When doing an AVX512 operation (using intrinsics) with a mask register, does the content of the mask change anything to the computing performance (latency, throughput, occupation of ports, ...)?

For example: if I perform a _mm512_mask_fmadd_round_ps and my mask register has only 1 bit set, is it any different than having all bits set to 1?

Supposing I'm not using the results of the computation for anything but 1 of the lanes, should I always mask when possible or is it guaranteed (by spec or by measurements on actual CPUs, but maybe likely to change...) not to have any visible effect?

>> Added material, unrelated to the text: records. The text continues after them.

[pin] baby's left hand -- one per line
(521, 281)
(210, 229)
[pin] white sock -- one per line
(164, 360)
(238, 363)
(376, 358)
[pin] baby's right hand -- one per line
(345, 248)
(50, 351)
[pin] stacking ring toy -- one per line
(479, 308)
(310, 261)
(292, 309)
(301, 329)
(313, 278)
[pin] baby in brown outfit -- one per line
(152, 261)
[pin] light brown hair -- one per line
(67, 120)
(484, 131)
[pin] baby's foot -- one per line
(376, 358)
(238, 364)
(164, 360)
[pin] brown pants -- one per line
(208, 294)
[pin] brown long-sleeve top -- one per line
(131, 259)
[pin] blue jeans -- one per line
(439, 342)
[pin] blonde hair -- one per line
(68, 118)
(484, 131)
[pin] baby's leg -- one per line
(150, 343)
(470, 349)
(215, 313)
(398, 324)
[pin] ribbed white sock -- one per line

Maybe with intrinsics being optimized before lowered to asm the compiler can see some form of ILP?


Solution

  • No, even for the rare instructions like vsqrtps where the execution units aren't full width, it does the full computation regardless of the mask, and just merges at the end. see performance numbers on https://uops.info/ (and https://agner.org/optimize/ for more info on understanding uops, ports, and latency).

    Although I think the merge-target even needs to be ready before the uop can dispatch, even though in theory it only needed to be ready after the ALU latency. Zero-masking (maskz instead of mask) doesn't have this issue because the destination is write-only, not merged into.

    No, masking doesn't make anything faster, it would just cost you extra instructions to set up the mask register. It probably doesn't even save power (which could indirectly help performance by allowing higher turbo for longer).

    CPUs already run most SIMD instructions with fixed latency for the 512, 256, and 128-bit versions, using wide execution units, so skipping some work would just mean some elements of the execution unit go idle; the whole point of short-vector CPU-style SIMD is to stuff more work into fewer instructions because finding dependencies between instructions (or uops) and out-of-order scheduling them to execution ports is complex and power-expensive to scale up.

    Breaking them up and looking for idle elements of SIMD execution units to try to send other work to those parts of an execution unit would defeat the purpose, requiring scheduling of each element separately.

    (GPU-style SIMD has a simple pipeline for each execution unit so it does basically work that way. CPUs care about latency, not just throughput, so they have one wide out-of-order exec pipeline per core, not huge numbers of pipelines.)


    If the only element you care about is known to be in the low 128 or 256 bits, you can use the _mm_fmadd_ps or _mm256_fmadd_ps version (although the rounding-override version is only available for 512-bit vector width, so if you need the _round override version, it has to be 512).

    Clang has a pretty clever shuffle optimizer that can sometimes see through compile-time-constant shuffles and notice that only one element is later extracted, and optimize accordingly.